Soon, almost everyone in the United States will know someone who has been infected.
Like World War II or the 9/11 attacks, this pandemic has already imprinted itself upon the nation’s psyche.
A global pandemic of this scale was inevitable.
In recent years, hundreds of health experts have written books, white papers, and op-eds warning of the possibility. Bill Gates has been telling anyone who would listen, including the 18 million viewers of his TED Talk.
In 2018, I wrote a story for The Atlantic arguing that America was not ready for the pandemic that would eventually come.
In October, the Johns Hopkins Center for Health Security war-gamed what might happen if a new coronavirus swept the globe. And then one did. Hypotheticals became reality.
“What if?” became “Now what?”
So, now what? In the late hours of last Wednesday, which now feels like the distant past, I was talking about the pandemic with a pregnant friend who was days away from her due date.
We realized that her child might be one of the first of a new cohort who are born into a society profoundly altered by COVID-19. We decided to call them Generation C.
As we’ll see, Gen C’s lives will be shaped by the choices made in the coming weeks, and by the losses, we suffer as a result.
But first, a brief reckoning. On the Global Health Security Index, a report card that grades every country on its pandemic preparedness, the United States has a score of 83.5—the world’s highest.
Rich, strong, developed, America is supposed to be the readiest of nations. That illusion has been shattered.
Despite months of advance warning as the virus spread in other countries, when America was finally tested by COVID-19, it failed.
“No matter what, a virus [like SARS-CoV-2] was going to test the resilience of even the most well-equipped health systems,” says Nahid Bhadelia, an infectious-diseases physician at the Boston University School of Medicine.
More transmissible and fatal than seasonal influenza, the new coronavirus is also stealthier, spreading from one host to another for several days before triggering obvious symptoms.
To contain such a pathogen, nations must develop a test and use it to identify infected people, isolate them, and trace those they’ve had contact with.
That is what South Korea, Singapore, and Hong Kong did to tremendous effect. It is what the United States did not.
As my colleagues Alexis Madrigal and Robinson Meyer have reported, the Centers for Disease Control and Prevention developed and distributed a faulty test in February.
Independent labs created alternatives but were mired in bureaucracy from the FDA.
In a crucial month when the American caseload shot into the tens of thousands, only hundreds of people were tested.
That a biomedical powerhouse like the U.S. should so thoroughly fail to create a very simple diagnostic test was, quite literally, unimaginable.
“I’m not aware of any simulations that I or others have run where we [considered] a failure of testing,” says Alexandra Phelan of Georgetown University, who works on legal and policy issues related to infectious diseases.
The testing fiasco was the original sin of America’s pandemic failure, the single flaw that undermined every other countermeasure.

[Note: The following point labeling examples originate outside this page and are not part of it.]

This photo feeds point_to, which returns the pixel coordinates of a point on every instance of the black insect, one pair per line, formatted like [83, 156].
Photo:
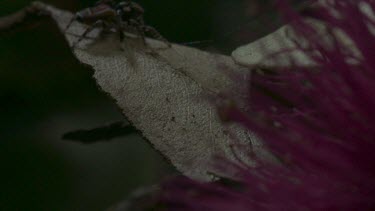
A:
[119, 17]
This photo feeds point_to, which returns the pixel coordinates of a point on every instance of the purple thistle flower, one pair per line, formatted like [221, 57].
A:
[319, 121]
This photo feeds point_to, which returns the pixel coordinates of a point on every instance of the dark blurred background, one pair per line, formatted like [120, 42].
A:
[45, 92]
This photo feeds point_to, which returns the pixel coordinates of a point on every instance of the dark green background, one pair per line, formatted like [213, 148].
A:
[45, 92]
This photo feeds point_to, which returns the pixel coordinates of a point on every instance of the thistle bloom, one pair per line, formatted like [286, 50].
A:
[319, 121]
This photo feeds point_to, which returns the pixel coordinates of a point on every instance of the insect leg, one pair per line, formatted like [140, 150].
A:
[88, 30]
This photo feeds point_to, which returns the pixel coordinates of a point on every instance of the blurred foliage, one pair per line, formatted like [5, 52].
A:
[45, 92]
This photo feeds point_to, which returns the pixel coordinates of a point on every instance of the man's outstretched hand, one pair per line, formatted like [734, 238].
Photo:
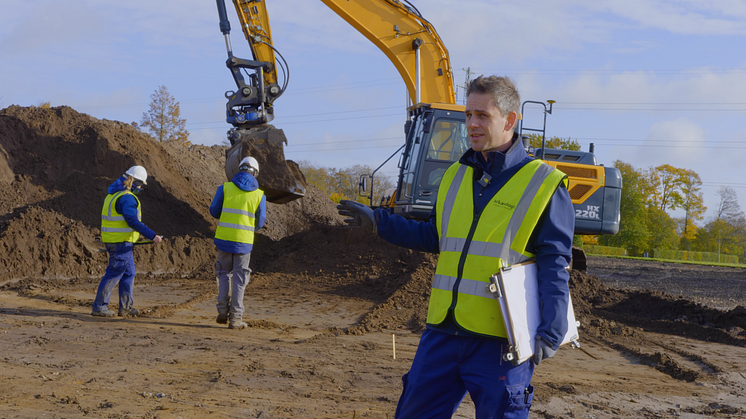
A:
[360, 214]
[542, 350]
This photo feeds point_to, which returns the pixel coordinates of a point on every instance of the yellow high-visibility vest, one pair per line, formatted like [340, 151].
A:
[114, 229]
[474, 248]
[237, 221]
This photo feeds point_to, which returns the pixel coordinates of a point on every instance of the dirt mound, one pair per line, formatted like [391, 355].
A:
[55, 167]
[56, 164]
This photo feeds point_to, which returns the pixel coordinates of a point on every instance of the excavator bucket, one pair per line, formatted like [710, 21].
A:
[280, 179]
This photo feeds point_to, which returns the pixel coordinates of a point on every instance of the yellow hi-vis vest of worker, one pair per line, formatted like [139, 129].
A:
[114, 229]
[237, 221]
[474, 248]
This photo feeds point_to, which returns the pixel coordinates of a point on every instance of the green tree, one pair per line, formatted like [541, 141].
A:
[728, 207]
[163, 119]
[554, 142]
[661, 229]
[344, 183]
[666, 182]
[692, 202]
[633, 233]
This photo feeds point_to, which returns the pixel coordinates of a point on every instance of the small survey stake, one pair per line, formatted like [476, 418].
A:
[517, 291]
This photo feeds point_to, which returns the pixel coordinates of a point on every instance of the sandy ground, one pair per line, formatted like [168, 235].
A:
[299, 358]
[334, 313]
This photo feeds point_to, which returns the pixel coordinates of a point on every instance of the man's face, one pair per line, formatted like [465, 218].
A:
[488, 128]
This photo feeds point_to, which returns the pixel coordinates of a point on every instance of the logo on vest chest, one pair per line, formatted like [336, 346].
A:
[503, 205]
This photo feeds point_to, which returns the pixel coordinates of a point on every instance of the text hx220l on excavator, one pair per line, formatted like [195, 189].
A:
[435, 128]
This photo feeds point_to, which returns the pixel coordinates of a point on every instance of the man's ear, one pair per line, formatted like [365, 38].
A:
[512, 119]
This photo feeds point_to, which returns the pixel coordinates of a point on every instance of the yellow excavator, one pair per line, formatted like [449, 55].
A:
[435, 128]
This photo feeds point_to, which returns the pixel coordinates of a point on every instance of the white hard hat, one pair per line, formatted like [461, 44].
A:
[249, 162]
[139, 173]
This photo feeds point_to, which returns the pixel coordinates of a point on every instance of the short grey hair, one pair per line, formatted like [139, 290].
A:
[502, 90]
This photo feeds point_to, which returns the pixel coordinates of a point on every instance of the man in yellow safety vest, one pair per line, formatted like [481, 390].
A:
[241, 208]
[121, 227]
[496, 206]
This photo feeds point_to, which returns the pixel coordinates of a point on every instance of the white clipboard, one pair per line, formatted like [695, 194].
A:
[517, 290]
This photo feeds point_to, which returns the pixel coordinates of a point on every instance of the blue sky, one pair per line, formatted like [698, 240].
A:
[648, 82]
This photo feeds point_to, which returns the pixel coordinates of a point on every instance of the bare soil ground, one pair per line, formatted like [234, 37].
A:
[334, 313]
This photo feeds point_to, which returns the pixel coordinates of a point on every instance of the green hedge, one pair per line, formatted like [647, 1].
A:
[604, 250]
[693, 256]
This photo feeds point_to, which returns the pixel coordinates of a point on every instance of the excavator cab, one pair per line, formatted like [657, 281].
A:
[436, 137]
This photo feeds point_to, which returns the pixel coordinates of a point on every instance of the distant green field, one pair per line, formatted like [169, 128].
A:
[688, 262]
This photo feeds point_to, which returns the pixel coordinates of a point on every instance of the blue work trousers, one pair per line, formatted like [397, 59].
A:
[121, 270]
[446, 366]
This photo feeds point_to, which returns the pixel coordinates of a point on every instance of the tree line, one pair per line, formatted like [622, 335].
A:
[648, 195]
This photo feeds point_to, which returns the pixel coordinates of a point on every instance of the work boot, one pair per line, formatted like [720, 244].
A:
[123, 312]
[104, 312]
[236, 323]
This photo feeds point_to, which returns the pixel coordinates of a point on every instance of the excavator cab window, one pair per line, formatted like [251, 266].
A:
[447, 144]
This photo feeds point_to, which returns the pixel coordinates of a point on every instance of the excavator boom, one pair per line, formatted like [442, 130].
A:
[436, 134]
[250, 107]
[409, 41]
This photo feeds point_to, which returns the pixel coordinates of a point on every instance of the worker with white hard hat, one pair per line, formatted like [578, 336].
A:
[241, 208]
[121, 227]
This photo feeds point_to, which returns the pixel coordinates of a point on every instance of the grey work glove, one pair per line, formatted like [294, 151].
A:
[542, 350]
[361, 215]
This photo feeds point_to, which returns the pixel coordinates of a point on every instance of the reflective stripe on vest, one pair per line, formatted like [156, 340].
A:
[114, 228]
[237, 220]
[474, 247]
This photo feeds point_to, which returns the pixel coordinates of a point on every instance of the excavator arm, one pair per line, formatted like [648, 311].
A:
[409, 41]
[250, 107]
[251, 103]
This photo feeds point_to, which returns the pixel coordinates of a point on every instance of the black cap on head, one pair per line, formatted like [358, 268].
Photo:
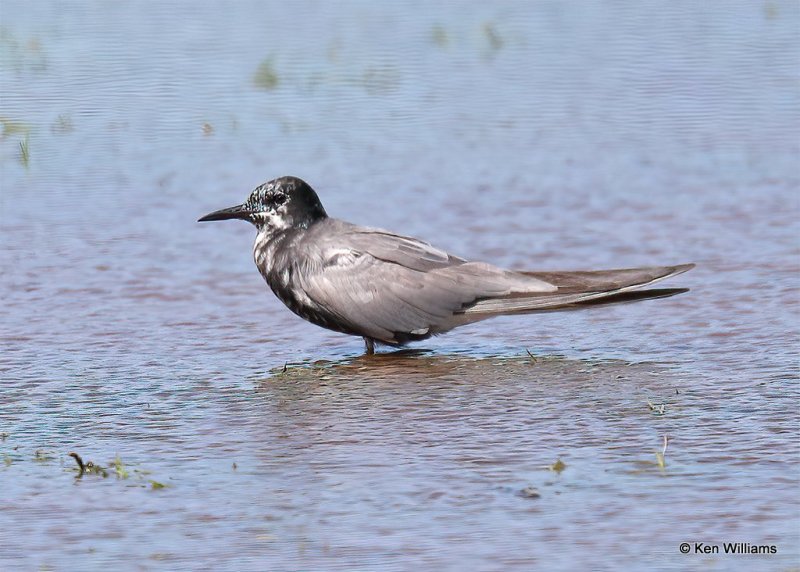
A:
[283, 202]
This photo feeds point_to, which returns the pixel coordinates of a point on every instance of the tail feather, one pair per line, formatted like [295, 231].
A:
[581, 288]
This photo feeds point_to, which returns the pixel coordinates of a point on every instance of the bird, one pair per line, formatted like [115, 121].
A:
[392, 289]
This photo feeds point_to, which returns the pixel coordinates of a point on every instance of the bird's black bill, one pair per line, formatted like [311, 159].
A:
[239, 211]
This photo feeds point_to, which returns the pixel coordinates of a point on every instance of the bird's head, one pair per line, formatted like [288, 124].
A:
[286, 202]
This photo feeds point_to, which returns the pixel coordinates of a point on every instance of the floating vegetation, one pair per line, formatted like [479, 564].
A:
[116, 468]
[24, 152]
[62, 124]
[530, 492]
[439, 36]
[657, 409]
[661, 455]
[266, 77]
[119, 468]
[492, 37]
[21, 55]
[11, 127]
[89, 467]
[42, 456]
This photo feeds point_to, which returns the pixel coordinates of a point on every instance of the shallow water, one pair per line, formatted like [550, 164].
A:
[547, 136]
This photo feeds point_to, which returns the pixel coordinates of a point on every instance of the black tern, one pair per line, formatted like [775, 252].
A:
[393, 289]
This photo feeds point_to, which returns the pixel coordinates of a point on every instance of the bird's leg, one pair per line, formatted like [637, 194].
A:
[369, 346]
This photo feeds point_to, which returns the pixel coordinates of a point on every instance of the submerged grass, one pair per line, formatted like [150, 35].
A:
[116, 467]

If the country could have accurately tracked the spread of the virus, hospitals could have executed their pandemic plans, girding themselves by allocating treatment rooms, ordering extra supplies, tagging in personnel, or assigning specific facilities to deal with COVID-19 cases.
None of that happened. Instead, a health-care system that already runs close to full capacity, and that was already challenged by a severe flu season, was suddenly faced with a virus that had been left to spread, untracked, through communities around the country.
Overstretched hospitals became overwhelmed. Basic protective equipment, such as masks, gowns, and gloves, began to run out.
Beds will soon follow, as will the ventilators that provide oxygen to patients whose lungs are besieged by the virus.